I prefer solutions that minimize the chances of failures and the need for platform developers to do extra work to integrate a feature or do extra work when they add an unrelated feature.
I see Laszlo’s proposal to add a new tag GUID protocol to detect and enforce ordering for this specific use case.
The network stack added a DPC (Deferred Procedure Call) Protocol to help with ordering issues and remove the introduction of extra TPL levels in an earlier version of the network stack. I am wondering of there is a more generic solution to this specific problem through the use of DPC.
From: Bret Barkelew <Bret.Barkelew@...>
Like I said, I’m also happy to go with the lesser solution of replacing the hack that was already in the code. The last person didn’t care to solve this problem, and I’m good to not solve it, too. I mean, I think it’s turtles all the way down no matter what.
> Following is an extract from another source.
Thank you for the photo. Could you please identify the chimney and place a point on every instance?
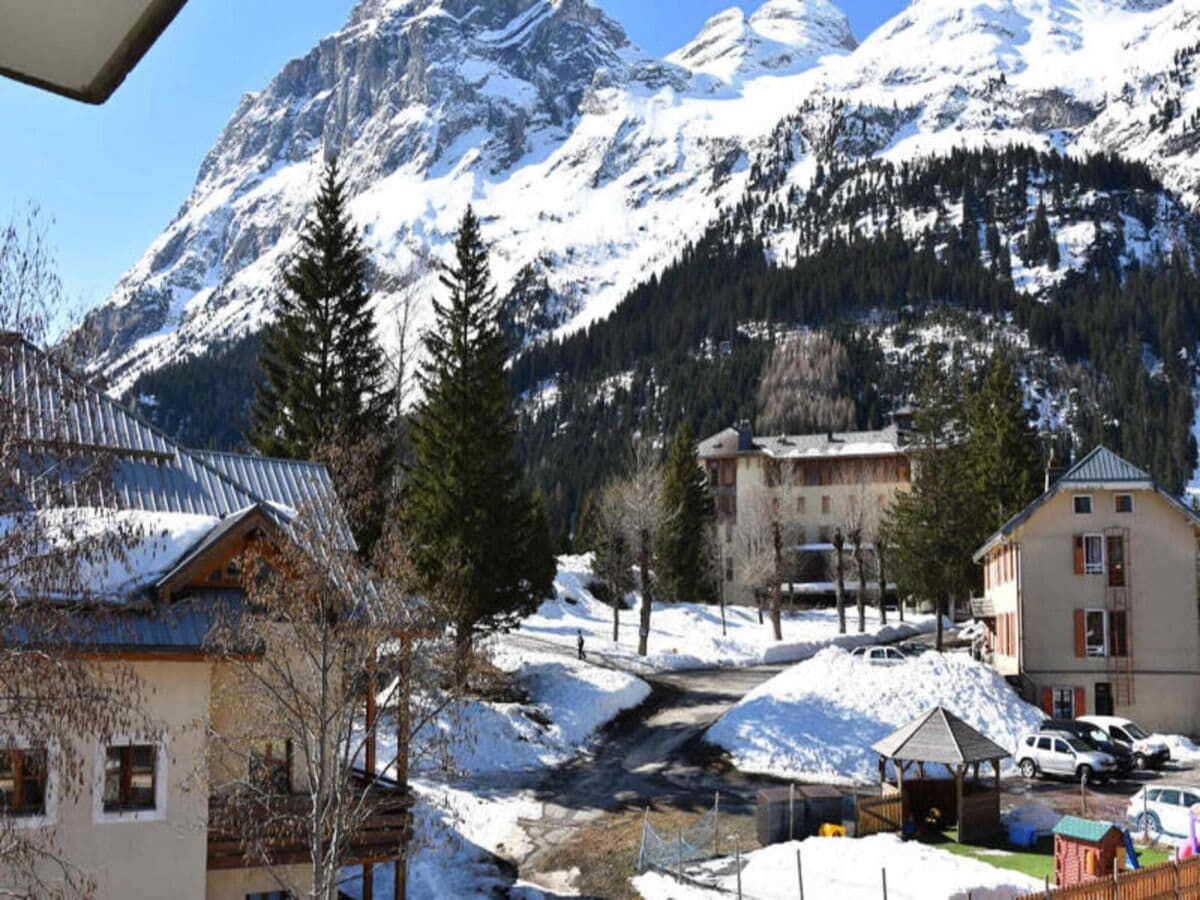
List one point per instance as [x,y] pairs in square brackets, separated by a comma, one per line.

It was actually the ASSERT in the code that highlighted this problem to being with, so I would say that it’s doing its job. It’s incumbent upon the code author to determine what resource they’re trying to access and whether they’ve accessed it successfully, and I agree that it seems like an appropriate use of ASSERTs so long as it’s backed up with some OTHER appropriate action (even if that action is ignoring it).
From: Kinney, Michael D
How to platform creators know for the complete set of drivers if there is anything then need to worry about and why and what they need to address the concern? This is about order that events are signaled for a given event trigger. When a platform adds more driver that may use the same event triggers, how do they know if there is a potential for a race condition or not? If event notification functions are design to be independent of signaling order, then there is no issue. As soon as there are requirements for event notification functions to be executed in a specific order at a specific event trigger, we have to make sure the platform creator knows and preferably, the FW can tell them if they got it wrong.
Can your data/device manipulators and data/device protectors use case generate an ASSERT() if they are signaled in the wrong order?
Agreed with your concern, Mike. This mechanism (and we can document it as such) should NOT be used to accomplish an explicit ordering (a la the “apriori list”). It’s just to provide a little separation for two patterns that we’ve seen time and again in our code: data/device manipulators and data/device protectors. It does not eliminate the necessity for platform creators to understand things like driver ordering if they have one driver that requires a protocol be installed or a bus connected.
From: Kinney, Michael D
I agree DXE drivers could use a PCD to make it configurable and prevent collisions with UEFI defined TPL levels.
Bret’s suggestion of adding a DXE scoped services to create events using non-UEFI defined TPL levels could be used with these TPL levels from PCDs. Would also allow DXE drivers to use TPL levels associated with the firmware interrupts in the range 17..30. Perhaps extensions to the DXE Services Table?
Still does not address my concern that many DXE drivers using these extra TPL levels may run into race conditions if more than one DXE driver selects the same TPL level. Platform integrators will need to understand the relative priorities of all DXE drivers that use extra TPL levels so they can assign values that both avoid collisions with future UEFI specs and prevent race conditions among DXE drivers.
When I’ve done things like this in the past I think of making them configurable like via a PCD.
In terms of the #defines I think it makes more sense to just do math on the spec defined values. So TPL_CALLBACK + 1 or TPL_CALLBACK - 1 etc. I’ve got an lldb type formatter for TPL and it prints out <UEFI Spec TPL> [+ <extra>] as I think this is the clearest way to do it.